Recall that language processors use regular expressions to specify the set of legal tokens of a programming language. These regular expressions are used by scanners to "spell check" programs. Regular expressions have many other uses, too, and most programming languages provide library support for them. In Scala regular expressions can be represented by strings or by instances of the Regex class.
A literal string can be viewed as a regular expression that only matches itself:
scala> val dogPattern = "dog"
dogPattern: String = dog
scala> "dog".matches(dogPattern)
res0: Boolean = true
scala> "cat".matches(dogPattern)
res1: Boolean = false
We can build regular expressions from literal strings using these operators:
A?.....A is optional
A|B.....A or B
AB......A followed by B
A+.....one or more A
A*.....zero or more A
(A).... A (as a capturing group, see below)
For example:
scala> val petPattern = "dog|cat"
petPattern: String = dog|cat
scala> "dog".matches(petPattern)
res2: Boolean = true
scala> "cat".matches(petPattern)
res3: Boolean = true
scala> val barkPattern = "(woof)+"
barkPattern: String = (woof)+
scala> "woofwoofwoof".matches(barkPattern)
res4: Boolean = true
Be careful. The scope of a quantifier (+, *, and ?) is the regular expression immediately to its left:
scala> val meowPattern = "meow+"
meowPattern: String = meow+
scala> "meowmeowmeow".matches(meowPattern)
res5: Boolean = false
scala> "meowwwww".matches(meowPattern)
res6: Boolean = true
Be careful. Blank spaces are considered regular expressions that match themselves:
scala> val namePattern = "(Mr |Ms
)?(Jones|Smith|Rogers)"
namePattern: String = (Mr |Ms )?(Jones|Smith|Rogers)

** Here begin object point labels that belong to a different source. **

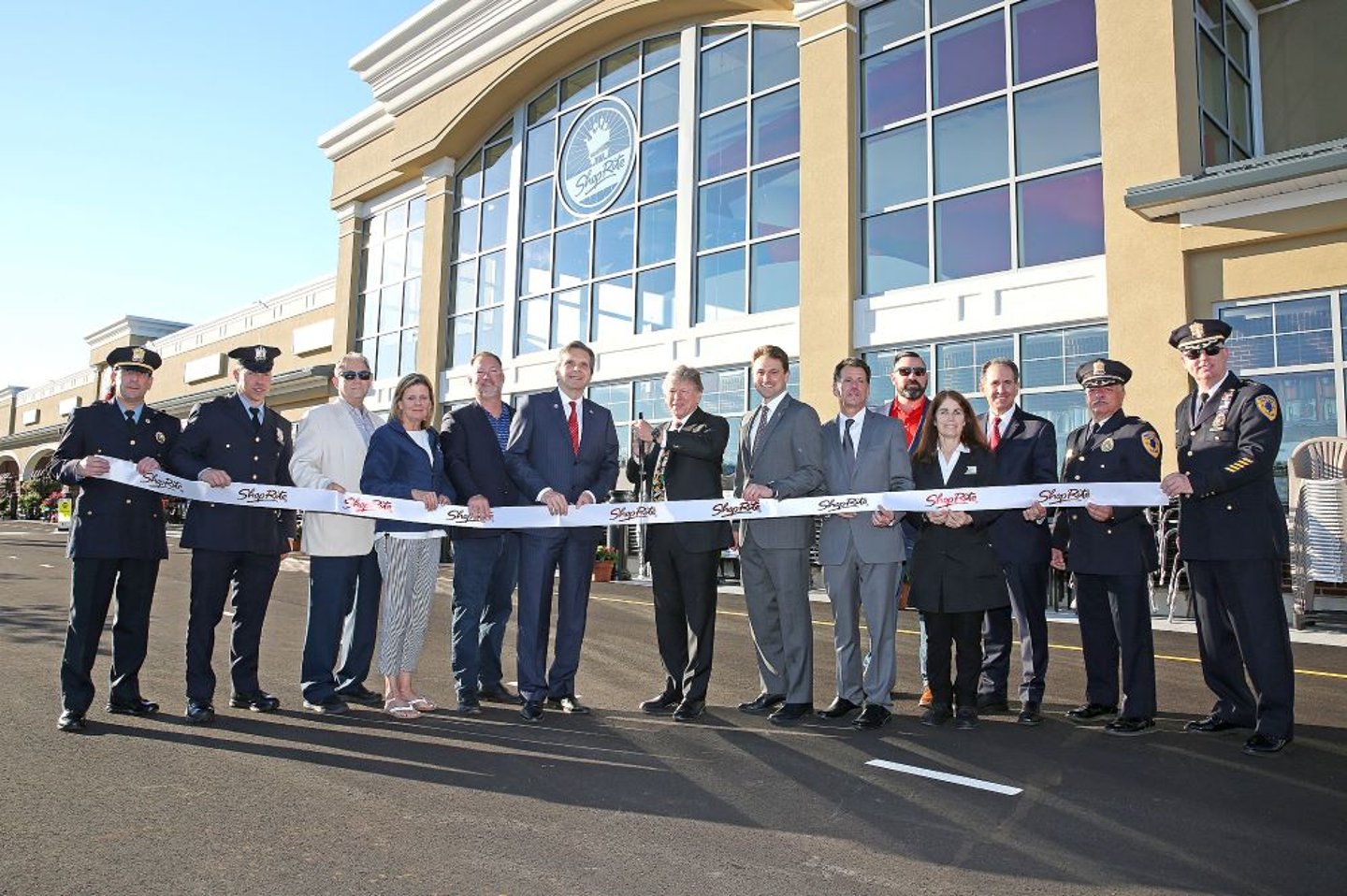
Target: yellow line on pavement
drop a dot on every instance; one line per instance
(911, 630)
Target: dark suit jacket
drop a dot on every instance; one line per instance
(1234, 511)
(691, 473)
(112, 519)
(957, 571)
(220, 434)
(1027, 455)
(539, 453)
(476, 464)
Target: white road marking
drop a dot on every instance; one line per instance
(948, 777)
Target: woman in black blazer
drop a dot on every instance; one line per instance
(955, 572)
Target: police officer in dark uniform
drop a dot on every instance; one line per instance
(1111, 551)
(1233, 539)
(233, 438)
(116, 537)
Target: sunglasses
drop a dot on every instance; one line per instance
(1209, 351)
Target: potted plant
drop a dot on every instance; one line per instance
(603, 559)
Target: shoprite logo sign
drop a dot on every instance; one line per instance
(597, 156)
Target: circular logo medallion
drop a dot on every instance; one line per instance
(597, 156)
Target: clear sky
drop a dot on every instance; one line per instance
(159, 158)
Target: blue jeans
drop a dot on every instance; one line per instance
(340, 587)
(485, 571)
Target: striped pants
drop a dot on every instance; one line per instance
(410, 568)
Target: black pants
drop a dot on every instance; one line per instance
(92, 585)
(964, 632)
(211, 575)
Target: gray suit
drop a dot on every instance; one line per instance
(862, 563)
(775, 554)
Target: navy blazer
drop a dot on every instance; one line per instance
(220, 434)
(110, 519)
(395, 465)
(1027, 455)
(476, 464)
(539, 455)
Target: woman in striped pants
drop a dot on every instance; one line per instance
(404, 461)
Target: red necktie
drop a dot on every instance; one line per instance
(572, 422)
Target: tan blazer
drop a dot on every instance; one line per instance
(329, 449)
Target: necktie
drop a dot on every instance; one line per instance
(574, 424)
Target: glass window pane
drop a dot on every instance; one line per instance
(725, 73)
(659, 165)
(1062, 217)
(973, 235)
(724, 141)
(1052, 36)
(659, 100)
(658, 231)
(613, 309)
(618, 67)
(888, 22)
(776, 198)
(535, 272)
(775, 279)
(893, 85)
(1058, 123)
(776, 124)
(776, 58)
(719, 286)
(970, 146)
(721, 213)
(570, 257)
(894, 166)
(896, 251)
(655, 299)
(969, 60)
(615, 243)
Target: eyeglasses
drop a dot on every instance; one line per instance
(1209, 351)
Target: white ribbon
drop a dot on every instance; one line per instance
(288, 498)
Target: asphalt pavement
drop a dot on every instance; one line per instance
(620, 802)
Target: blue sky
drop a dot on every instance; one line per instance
(161, 159)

scala> "Mr Smith".matches(namePattern)
res7: Boolean = true
scala> "Smith".matches(namePattern)
res8: Boolean = true
scala> "Ms
Jones".matches(namePattern)
res9: Boolean = false
scala> "MsRogers".matches(namePattern)
res10: Boolean = false
Scala provides many pre-defined regular expressions:
scala> val alphaNumPattern =
"[a-zA-Z0-9]+"
alphaNumPattern: String = [a-zA-Z0-9]+
scala> "Agent007".matches(alphaNumPattern)
res11: Boolean = true
Here's
a more complex example:
scala> val expPattern =
"[0-9]+\\s*(\\+|\\*)\\s*[0-9]+"
expPattern: String = [0-9]+\s*(\+|\*)\s*[0-9]+
scala> "23*
42".matches(expPattern)
res12: Boolean = true
scala> "999 + 999".matches(expPattern)
res13: Boolean = true
scala> "2*3".matches(expPattern)
res14: Boolean = true
In
this example we need to put the escape slash (i.e., "\") in front of
+ and * to tell the matches method to interpret them literally, not as regular
expression operators. "\s" is a pre-defined regular expression that
matches a single whitespace character (i.e., tab, space, or newline). We need
the additional slash because a character preceeded by a backslash is usually
interpreted as a control character (e.g. \n, \t, \a).
We
can avoid double backslashes by using raw strings:
scala> val expPattern2 =
"""[0-9]+\s*(\+|\*)\s*[0-9]+"""
expPattern2: String = [0-9]+\s*(\+|\*)\s*[0-9]+
Representing regular expressions as strings can be limiting. We can also represent regular expressions as instances of Scala's scala.util.matching.Regex class:
class Regex {
def findAllIn(text: String): Iterator =
iterator over the sequence of all matches
def replaceAllIn(text: String, sub:
String): String = result of replacing all matches by sub
// etc.
}
We can create an instance of Regex from a string as follows:
val numPattern = "(0|[1-9][0-9]*)".r
For example, assume we want to look at each legal token in a program written in language L. Assume tokens in L consist of numbers, identifiers, and operator symbols. We can define all of the tokens using a single regular expression:
val tokenPattern =
"(0|[1-9][0-9]*)|([a-zA-Z][a-zA-Z0-9]*)|(\\+|\\*|-|/)".r
Notice that we group each token category using parentheses.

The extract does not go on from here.